Neuf mois après leur arrestation lors de la campagne présidentielle ivoirienne de 2025, six cadres locaux du Parti démocratique de Côte d’Ivoire (PDCI-RDA) ont recouvré la liberté. La chambre antiterroriste d’Abidjan a ordonné leur mise en liberté immédiate, a confirmé leur avocat Me Ange Rodrigue Dadjé. Parmi eux figuraient Allo Pacôme Didier, Kouleon Manhenin, N’Cho Gnangoran, Mabo Koffi Jean-Marc, Ouattara Kinjinlman et Niangoran N’Guessan Édouard, interpellés entre fin septembre et début octobre 2025.
Des arrestations controversées en pleine campagne électorale
Les six militants avaient été placés en détention dans un contexte politique particulièrement tendu, marqué par des tensions entre le pouvoir en place et l’opposition. Les charges retenues contre eux incluaient des accusations de complot contre l’État et de tentative d’insurrection, selon les autorités judiciaires. Le PDCI-RDA avait immédiatement dénoncé des arrestations jugées arbitraires et réclamé leur libération sans délai.

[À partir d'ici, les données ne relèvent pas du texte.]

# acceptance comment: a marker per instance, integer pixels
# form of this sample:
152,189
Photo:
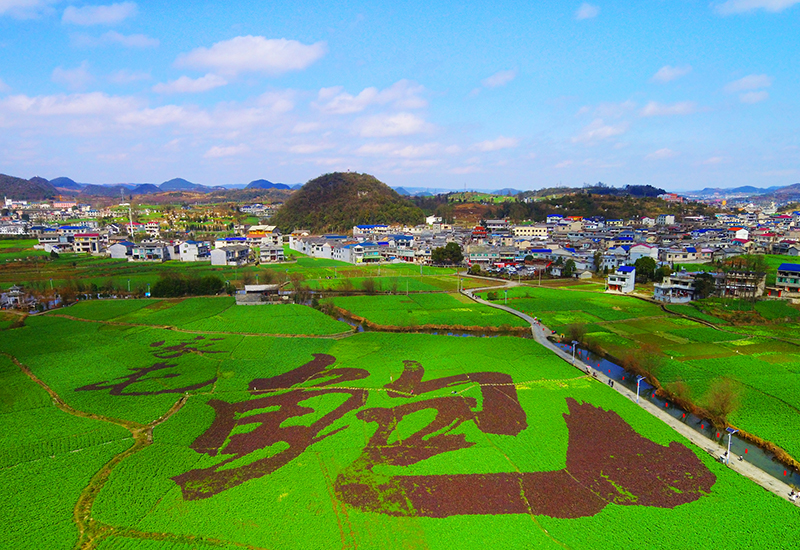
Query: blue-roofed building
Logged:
370,229
787,280
622,280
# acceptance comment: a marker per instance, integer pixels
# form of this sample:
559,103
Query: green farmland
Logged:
168,440
426,310
764,360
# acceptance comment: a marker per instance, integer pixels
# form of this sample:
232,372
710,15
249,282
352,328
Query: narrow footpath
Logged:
540,334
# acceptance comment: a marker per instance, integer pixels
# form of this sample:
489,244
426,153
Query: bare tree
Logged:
723,397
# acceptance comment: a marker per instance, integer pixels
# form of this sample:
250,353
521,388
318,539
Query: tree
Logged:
704,286
369,286
645,269
722,399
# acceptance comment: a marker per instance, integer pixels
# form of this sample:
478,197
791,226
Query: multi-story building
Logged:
787,280
677,288
622,280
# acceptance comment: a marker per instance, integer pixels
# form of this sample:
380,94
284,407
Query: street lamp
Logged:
639,379
730,431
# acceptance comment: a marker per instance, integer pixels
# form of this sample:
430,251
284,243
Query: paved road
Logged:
541,332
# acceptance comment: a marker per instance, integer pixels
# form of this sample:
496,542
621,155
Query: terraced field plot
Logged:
210,315
425,310
372,441
768,370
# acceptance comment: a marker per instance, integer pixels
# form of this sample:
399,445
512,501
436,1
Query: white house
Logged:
642,251
121,250
236,254
195,251
622,280
271,254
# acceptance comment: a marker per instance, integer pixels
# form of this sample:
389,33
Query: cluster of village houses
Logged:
589,245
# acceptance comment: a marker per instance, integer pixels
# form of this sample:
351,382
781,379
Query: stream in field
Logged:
740,449
441,332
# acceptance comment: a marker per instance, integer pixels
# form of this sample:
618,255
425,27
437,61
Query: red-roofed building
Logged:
87,243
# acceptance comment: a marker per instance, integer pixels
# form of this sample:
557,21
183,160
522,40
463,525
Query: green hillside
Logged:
338,201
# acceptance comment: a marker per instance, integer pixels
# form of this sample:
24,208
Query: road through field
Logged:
541,332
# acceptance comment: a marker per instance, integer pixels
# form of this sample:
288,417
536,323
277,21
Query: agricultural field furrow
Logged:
376,440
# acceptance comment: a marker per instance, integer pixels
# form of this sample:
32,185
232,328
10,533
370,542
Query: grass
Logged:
426,309
142,495
210,315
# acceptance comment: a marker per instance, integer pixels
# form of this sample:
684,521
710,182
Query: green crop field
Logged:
768,370
375,440
210,315
426,309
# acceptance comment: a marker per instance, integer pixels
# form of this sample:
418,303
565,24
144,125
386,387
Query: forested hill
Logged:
581,203
338,201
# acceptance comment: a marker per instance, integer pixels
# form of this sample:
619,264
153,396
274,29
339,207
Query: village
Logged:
666,250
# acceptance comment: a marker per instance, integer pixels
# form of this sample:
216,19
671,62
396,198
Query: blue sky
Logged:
680,94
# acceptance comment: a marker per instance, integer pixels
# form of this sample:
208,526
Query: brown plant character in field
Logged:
607,462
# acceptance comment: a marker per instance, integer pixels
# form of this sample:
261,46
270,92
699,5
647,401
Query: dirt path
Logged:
540,333
90,531
186,331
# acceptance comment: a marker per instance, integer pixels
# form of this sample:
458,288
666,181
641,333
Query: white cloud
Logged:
750,82
730,7
400,150
309,148
668,73
277,102
95,103
253,54
124,76
500,78
661,154
228,151
654,108
115,38
387,125
461,170
305,127
586,11
614,110
99,15
598,131
496,144
74,79
753,97
401,95
186,85
24,9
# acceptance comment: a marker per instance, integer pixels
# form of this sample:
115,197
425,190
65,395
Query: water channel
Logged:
740,449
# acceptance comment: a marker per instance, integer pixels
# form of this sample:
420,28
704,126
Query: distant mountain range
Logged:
431,191
744,190
38,188
266,184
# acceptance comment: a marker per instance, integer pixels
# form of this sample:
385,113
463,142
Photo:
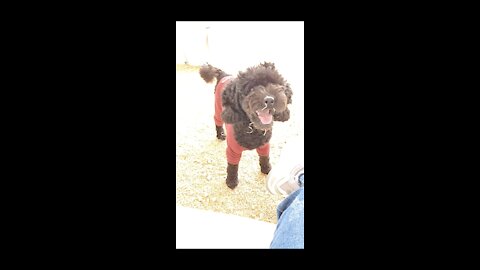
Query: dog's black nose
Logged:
269,101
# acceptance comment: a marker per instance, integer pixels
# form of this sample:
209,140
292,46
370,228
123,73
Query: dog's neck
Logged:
250,129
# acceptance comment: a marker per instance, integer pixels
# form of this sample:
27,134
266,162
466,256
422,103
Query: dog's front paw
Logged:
232,182
232,176
265,166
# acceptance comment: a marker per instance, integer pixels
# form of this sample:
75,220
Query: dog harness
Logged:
234,150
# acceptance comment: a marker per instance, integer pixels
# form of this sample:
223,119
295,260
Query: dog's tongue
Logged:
265,117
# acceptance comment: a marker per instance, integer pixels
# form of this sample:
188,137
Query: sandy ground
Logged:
200,156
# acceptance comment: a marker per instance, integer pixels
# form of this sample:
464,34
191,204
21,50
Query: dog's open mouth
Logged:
265,116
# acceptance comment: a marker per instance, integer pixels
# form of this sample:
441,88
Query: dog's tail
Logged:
208,72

Les autorités ivoiriennes avaient quant à elles assuré que les poursuites obéissaient strictement à la légalité, écartant toute motivation politique. La chambre antiterroriste, juridiction spécialisée créée en 2016, a instruit ce dossier pendant près d’un an avant de prononcer cette décision de libération.

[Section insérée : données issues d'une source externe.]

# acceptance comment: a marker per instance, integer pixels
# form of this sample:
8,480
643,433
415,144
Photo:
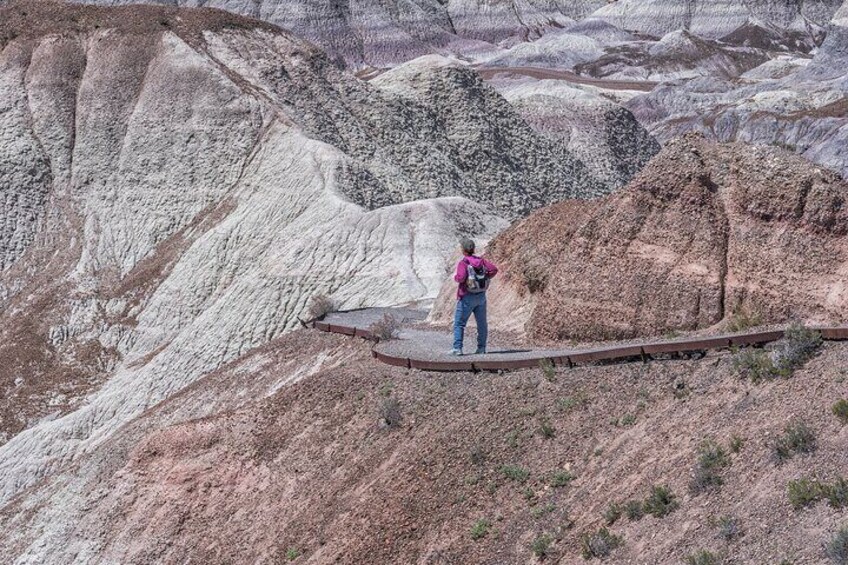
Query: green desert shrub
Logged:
797,437
728,528
515,473
660,502
599,544
612,513
837,493
633,510
799,344
736,443
386,328
548,369
840,410
706,473
541,546
546,430
744,318
702,557
480,529
754,364
561,478
805,492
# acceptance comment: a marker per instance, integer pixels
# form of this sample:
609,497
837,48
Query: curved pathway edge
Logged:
644,351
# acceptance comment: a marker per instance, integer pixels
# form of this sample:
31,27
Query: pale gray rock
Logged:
714,18
180,183
606,137
385,33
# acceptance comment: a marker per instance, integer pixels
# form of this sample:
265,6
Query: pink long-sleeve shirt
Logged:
462,272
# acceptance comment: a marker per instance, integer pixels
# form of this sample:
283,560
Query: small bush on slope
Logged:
837,547
541,545
711,459
515,473
386,328
728,528
804,492
754,364
661,502
703,557
840,410
742,319
798,345
634,511
480,529
797,438
837,493
561,478
390,414
600,544
320,305
612,513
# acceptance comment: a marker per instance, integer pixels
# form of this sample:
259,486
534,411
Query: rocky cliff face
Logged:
384,34
708,18
703,231
283,452
793,102
176,184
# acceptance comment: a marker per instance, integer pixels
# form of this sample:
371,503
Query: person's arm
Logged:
491,269
461,272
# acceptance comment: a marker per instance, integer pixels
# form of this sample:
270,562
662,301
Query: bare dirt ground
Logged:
539,73
315,470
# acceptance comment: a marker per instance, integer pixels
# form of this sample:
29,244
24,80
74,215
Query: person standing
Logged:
473,275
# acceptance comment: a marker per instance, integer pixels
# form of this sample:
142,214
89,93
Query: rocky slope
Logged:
793,102
601,133
383,34
707,18
702,232
177,183
285,455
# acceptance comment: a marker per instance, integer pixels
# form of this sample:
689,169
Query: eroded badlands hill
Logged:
177,183
284,453
705,230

Un relâchement qui s’inscrit dans une dynamique plus large
Cette libération intervient après celle d’autres figures de l’opposition ivoirienne, dont Moïse Lida Kouassi et Ibrahim Zigui, ces dernières semaines. Une séquence qui suscite des questions sur un éventuel assouplissement du climat politique en Côte d’Ivoire, alors que le pays sort d’une période électorale marquée par des tensions persistantes.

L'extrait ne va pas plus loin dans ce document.